In use Jsoup
process will encounter can not be resolved through javascript
html pages dynamically generated,
solution is to use HtmlUnit+Jsoup
to parse dynamic dynamic
pages.
Jsoup
Focus is to parse html, fast parse html using similar JQuery's API, and will not have its own position on the simulation browser, not at this stage some people say Jsoup
for lack of browser simulation, etc., I explain to colleagues in or write a blog when indicated.

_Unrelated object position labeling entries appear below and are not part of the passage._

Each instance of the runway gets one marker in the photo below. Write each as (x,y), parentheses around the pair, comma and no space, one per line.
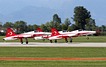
(36,44)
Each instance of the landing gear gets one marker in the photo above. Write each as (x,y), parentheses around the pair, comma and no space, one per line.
(50,41)
(55,41)
(21,40)
(66,40)
(70,40)
(26,40)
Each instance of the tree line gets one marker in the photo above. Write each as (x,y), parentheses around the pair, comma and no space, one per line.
(82,20)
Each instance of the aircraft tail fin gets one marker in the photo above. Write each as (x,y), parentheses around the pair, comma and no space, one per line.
(54,32)
(39,30)
(10,32)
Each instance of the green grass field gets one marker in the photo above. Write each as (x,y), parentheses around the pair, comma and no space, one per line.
(75,39)
(55,52)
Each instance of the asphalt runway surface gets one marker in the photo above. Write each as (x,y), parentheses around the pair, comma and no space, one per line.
(37,44)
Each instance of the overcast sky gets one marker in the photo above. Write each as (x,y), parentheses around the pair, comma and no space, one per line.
(96,7)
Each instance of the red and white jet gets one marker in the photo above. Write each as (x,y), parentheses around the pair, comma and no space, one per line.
(55,35)
(11,35)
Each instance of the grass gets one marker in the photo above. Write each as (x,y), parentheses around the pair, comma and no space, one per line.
(52,63)
(75,39)
(65,52)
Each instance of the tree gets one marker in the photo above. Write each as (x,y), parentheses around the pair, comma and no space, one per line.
(8,24)
(43,27)
(56,18)
(67,23)
(21,26)
(64,27)
(80,16)
(91,25)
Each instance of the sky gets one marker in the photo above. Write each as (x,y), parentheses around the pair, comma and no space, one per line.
(64,8)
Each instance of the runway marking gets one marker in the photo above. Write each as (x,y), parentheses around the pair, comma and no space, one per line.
(50,59)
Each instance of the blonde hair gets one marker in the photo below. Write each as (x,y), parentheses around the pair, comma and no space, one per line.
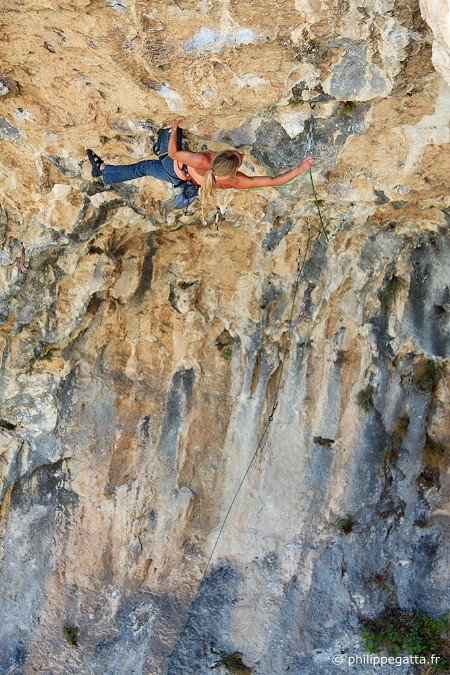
(225,163)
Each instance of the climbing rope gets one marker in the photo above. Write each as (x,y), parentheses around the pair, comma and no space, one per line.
(301,261)
(300,266)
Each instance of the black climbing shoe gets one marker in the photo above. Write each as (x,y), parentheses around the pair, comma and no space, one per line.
(95,161)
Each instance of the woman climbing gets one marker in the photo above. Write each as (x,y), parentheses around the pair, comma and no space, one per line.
(208,169)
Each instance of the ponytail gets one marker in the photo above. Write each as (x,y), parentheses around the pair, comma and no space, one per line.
(207,190)
(225,163)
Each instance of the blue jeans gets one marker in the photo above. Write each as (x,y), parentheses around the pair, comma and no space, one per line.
(152,167)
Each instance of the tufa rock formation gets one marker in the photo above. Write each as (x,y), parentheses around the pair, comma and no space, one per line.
(145,357)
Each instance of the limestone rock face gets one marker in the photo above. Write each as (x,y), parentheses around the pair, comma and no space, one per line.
(151,362)
(437,15)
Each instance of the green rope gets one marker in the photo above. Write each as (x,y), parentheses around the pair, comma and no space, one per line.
(261,440)
(318,210)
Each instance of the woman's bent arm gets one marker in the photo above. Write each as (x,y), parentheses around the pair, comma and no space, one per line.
(194,159)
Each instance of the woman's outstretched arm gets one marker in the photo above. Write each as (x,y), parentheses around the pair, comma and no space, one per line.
(241,181)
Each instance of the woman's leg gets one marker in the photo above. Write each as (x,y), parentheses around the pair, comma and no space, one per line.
(150,167)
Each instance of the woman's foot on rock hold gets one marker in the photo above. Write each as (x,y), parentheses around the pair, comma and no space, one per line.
(96,163)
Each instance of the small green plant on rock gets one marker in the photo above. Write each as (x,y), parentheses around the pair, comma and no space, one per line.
(345,525)
(364,398)
(435,454)
(348,107)
(71,634)
(389,294)
(400,429)
(233,662)
(4,424)
(426,375)
(224,343)
(412,632)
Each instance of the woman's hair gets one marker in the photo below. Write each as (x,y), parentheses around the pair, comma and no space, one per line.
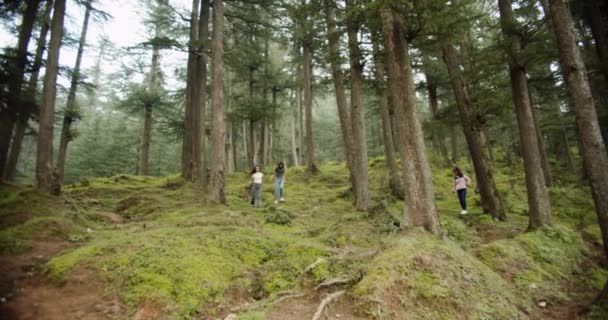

For the simulation browser, access to non-windowed, there are many excellent open source frameworks, such as HttpClient
, for example, also introduced today HtmlUnit
, also or Selenium
.
"Until now Jsoup-1.10.4
is not dynamically loaded js content, the author's official response is:" Javascript is not supported. Jsoup parses HTML
. "."
HtmlUnit
And Selenium
are themselves open source framework for testing, the underlying itself Selenium is also used HtmlUnit
, so in this paper describes the use of direct processing dynamic HtmlUnit Html issue js loaded.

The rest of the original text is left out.